Ayer, sábado, no pasó nada: la mañana transcurrió entre idas y venidas, incluido el súper.
La tarde la pasé toda revelando fotografías de mi familia, especialmente de Emma, ya que tenía que elegir una para felicitarla por su cumpleaños. Me quedaron estupendas, fascinantes todas; no podía ser de otro modo porque ellos son espléndidos seres humanos. Tengo la familia más guapa del mundo.
Sin embargo, a las nueve de la tarde noche me sentí profundamente cansado, era un cansancio atávico que llegaba de muy lejos, anterior a mí, era un cansancio inmemorial. Tan aturdido me sentí que conecté la televisión, en el patio, con intención de buscar y ver una película del viejo oeste (son las que me hacen desconectar con mayor eficacia del destrozo de los estados de ánimo que me pasan por encima). Menos mal que apareció la suerte dispuesta a luchar conmigo, hombro con hombro, contra los malos espíritus que llegaban en oleadas sombrías. Ella colocó delante una perfecta barricada protectora: The Missouri Breaks (1976), de Artur Penn, protagonizada por un decadente Marlon Brando y un pujante Jack Nicholson. Un gozo ver a ambos, mano a mano, con una encantadora Kathleen Lloyd como atrevida licencia poética del duelo de testosterona de ambos. A Arthur Penn le salió una historia algo destartalada y hasta tremendamente divertida en algunos momentos, pero con matices dramáticos que equilibraban el conjunto y que a mí me salvaron de bajar a la mina oscura e irrespirable, a la caída de la tarde del sábado.
Cuando terminó la película era la hora justa en la que salgo, los sábados por la noche a tomar una copa, cuando lo hago. Ayer no salí, la película me calmó, pero no me vitalizó lo suficiente como para echarme a la calle, a aburrirme como siempre. Me acosté y me dormí en el acto.

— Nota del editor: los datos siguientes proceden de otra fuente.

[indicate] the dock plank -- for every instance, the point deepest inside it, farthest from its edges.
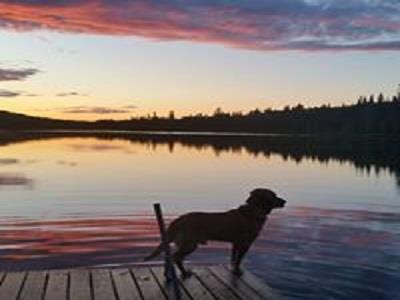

La Fotografía: Entorno minero de Potosí (Bolivia), maravillosa ciudad de alta montaña (4.090 m altitud), de arquitectura colonial y calles tranquilas en las que disfrutamos de un largo paseo de varias horas (parte de la mañana y de la tarde). El enclave minero era de una textura y gravedad que se me adhirió a la mirada y todavía puedo visualizarlo con respeto y miedo, sí, porque jamás me había parado a considerar lo terrible que es adentrarse agachado por un túnel oscuro, con la sensación de no tener aire que respirar (lo angosto del espacio más la altitud de la ciudad). Los mineros me parecieron seres excepcionales, prodigiosos, increíbles. Donde yo no pude estar más allá de unos minutos, ellos trabajaban durante horas todos los días.